We take pride in our expertise as professionals dedicated to making a difference for others. Our knowledge is a gift to others, and sharing it with them in meaningful ways gives us a sense of efficacy and deep purpose. We’ve worked to acquire what we know through our studies and through careful reflection on our experiences, and we ready to share it generously.

But sometimes the skill of “not knowing” is as important (or even more so!) than is our expertise.

How “Not Knowing” Is Helpful

Being at ease with not knowing is crucial for answers to come to you.

~Eckhart Tolle

1. Not knowing gets you off the hook!

It’s a relief to let go of the pressure to always have the right answer at the drop of a hat. When we don’t know, we can be transparent about it, work out a plan and follow through on it. As examples: “Let’s put your question on this week’s team meeting agenda so others can weigh in on this,” or “I don’t know the answer, but I’ll check with Human Resources and get back to you tomorrow.”

Benefits of getting off the hook:
  • Avoiding errors that stem from the wish to be helpful and supportive.
  • Reduced sense of pressure to always have all the answers.
  • Increased learning opportunities for all involved.

2.  Not knowing gives the other person the chance to think things through.

Sometimes not knowing what you’re doing allows you to do things you never knew you could do.

~ Nell Scovell

You may have quickly come up with a good solution or a decision. Yet you’re  aware that your idea isn’t the only option, and possibly not the best one. Giving the other person the chance to reflect builds capacity and confidence. Allowing him or her to contribute their own thinking can lead to better approaches than either of you would think of on your own. You can ask questions like:

“ What have you considered doing?” 

“What is your goal here? What is your role?”

“What does this situation look like from the child’s perspective? What does it look like for the parents?”

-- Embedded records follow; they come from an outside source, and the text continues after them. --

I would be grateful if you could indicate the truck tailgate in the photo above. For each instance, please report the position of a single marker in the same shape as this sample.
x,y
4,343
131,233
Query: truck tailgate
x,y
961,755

Benefits of giving the other person the chance to think things through: 
  • Strengthens confidence.
  • Encourages collaboration by sharing insights, experiences,  concerns and observations.
  • Promotes reflective thinking and practice. 

Without reflection, we go blindly on our way, creating more unintended consequences and failing to create anything useful.

~Margaret J. Wheatley

3. Not knowing can buy time for thoughtful response.

Time pressures. Multiple responsibilities. A constant sense of urgency. Interpersonal conflicts. Culturally-based differences. These are just some  of the things can bring out reflexive reaction to difficult questions or situations.  When we react rather than reflect, we’re prone to errors in judgment or actions  that we later regret. Saying “I’m not sure what to say right now. Let me think it over and get back to you tomorrow” gives you time to handle your immediate reactions and to seek a better understanding of  complex or sensitive issues. 

Benefits of buying time for thoughtful response:
  • Allows time for careful reflection.
  • Avoids reacting based on  mistaken assumptions.
  • Communicates respect. 

Not Knowing Strengthens Relationships and Supports Learning

Not knowing anything is the sweetest life.


Knowing how to “not know” is an important skill. Throughout my career I’ve admired and learned from people who are more interested in learning from others  than in displaying their expertise and knowledge. 

There certainly is a time and place for sharing your knowledge right away. I’ve often said when facilitating training, “If I’m pulled over on the side of the road with steam coming out from under the hood of my car, I don’t want you to ask me what I think the best approach would be. I want you to take care of the problem!”

Most often though, there’s time for not knowing, for exploring options for promoting reflection, and for avoiding reflexive reactions.  Not knowing offers the relationship-strengthening  gifts of respect, openness,  and collaboration while avoiding the pitfall of feeling pressured to fix all the problems quickly  and without making mistakes. 

You, your colleagues and the families served all benefit from your careful use of the skill of “not knowing.”


Seibel, N.L., Britt, D., Groves-Gillespie, L. & Parlakian, R. (2006). Preventing child abuse and neglect: Parent-provider partnerships in child care. Washington, DC: ZERO TO THREE.